SUPORTED By :

7 Mei 2009

Pneumocystis Pneumonia

English Version

Pneumocystis pneumonia remains the most prevalent opportunistic infection in patients infected with the human immunodeficiency virus (HIV). First identified as a protozoan nearly 100 years ago and reclassified as a fungus in 1988, pneumocystis cannot be propagated in culture. Few treatment options exist for patients with pneumocystis pneumonia. The number of patients who are receiving chronic immunosuppressive medication or who have an altered immune system and are thus at risk for pneumocystis pneumonia is rapidly growing. Although the prevalence of the acquired immunodeficiency syndrome (AIDS) has decreased in the Western hemisphere owing to the routine use of highly active antiretroviral therapy (HAART), many patients worldwide do not have the resources for HAART. The increased reservoir for infection among such patients leads to concern that resistance to trimethoprimsulfamethoxazole, the most common treatment for pneumocystis pneumonia, will emerge, although this has yet to happen. The application of molecular techniques to the study of pneumocystis has provided new insights into the complex cell biology of this fungus. In this article we summarize advances that have resulted from studies of the cell biology, biochemistry, and genetics of pneumocystis in the past several years and include recommendations for the diagnosis of pneumocystis pneumonia, as well as for prophylaxis and treatment.

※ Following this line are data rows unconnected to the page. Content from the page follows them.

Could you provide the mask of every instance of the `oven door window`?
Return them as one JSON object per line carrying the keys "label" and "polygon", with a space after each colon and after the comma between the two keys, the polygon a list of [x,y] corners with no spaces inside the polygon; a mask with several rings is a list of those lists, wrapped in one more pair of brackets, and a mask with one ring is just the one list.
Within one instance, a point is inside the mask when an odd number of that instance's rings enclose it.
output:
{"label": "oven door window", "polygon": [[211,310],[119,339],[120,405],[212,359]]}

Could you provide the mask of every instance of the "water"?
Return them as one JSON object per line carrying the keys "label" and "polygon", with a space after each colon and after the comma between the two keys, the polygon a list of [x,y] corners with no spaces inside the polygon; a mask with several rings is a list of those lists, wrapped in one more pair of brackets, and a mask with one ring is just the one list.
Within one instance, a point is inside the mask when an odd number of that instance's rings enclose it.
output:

Clinical Features of Pneumocystis Pneumonia

Pneumocystis pneumonia is often the AIDS-defining illness in patients infected with HIV, occurring most frequently when the T-helper cell count (CD4+) is less than 200 cells per cubic millimeter. Common symptoms of pneumocystis pneumonia include the subtle onset of progressive dyspnea, nonproductive cough, and low-grade fever. Acute dyspnea with pleuritic chest pain may indicate the development of a pneumothorax. Physical examination typically reveals tachypnea, tachycardia, and normal findingson lung auscultation. Patients with AIDS and pneumocystis pneumonia have a significantly increased number of pneumocystis organisms in their lungs, with fewer neutrophils, than do patients with pneumocystis pneumonia in the absence of AIDS. This greater organism burden results in a higher diagnostic yield of induced sputum and bronchoalveolar lavage fluid to confirm pneumocystis pneumonia in patients with AIDS as compared with other conditions associated with immunosuppression. The smaller number of inflammatory cells in patients with AIDS-related pneumocystis pneumonia also correlates with better oxygenation and survival as compared with pneumocystis pneumonia in patients without AIDS.

Patients with mild symptoms of pneumocystis pneumonia can often be treated as outpatients with the use of oral therapy and close follow up. However, patients with significant hypoxemia should be hospitalized for the administration of intravenous therapy. The development of worsening pneumonia with respiratory failure in these patients is the most common reason for admission to an intensive care unit. Among most patients with AIDS and pneumocystis pneumonia, the mortality rate is 10 to 20 percent during the initial infection, but the rate increases substantially with the need for mechanical ventilation.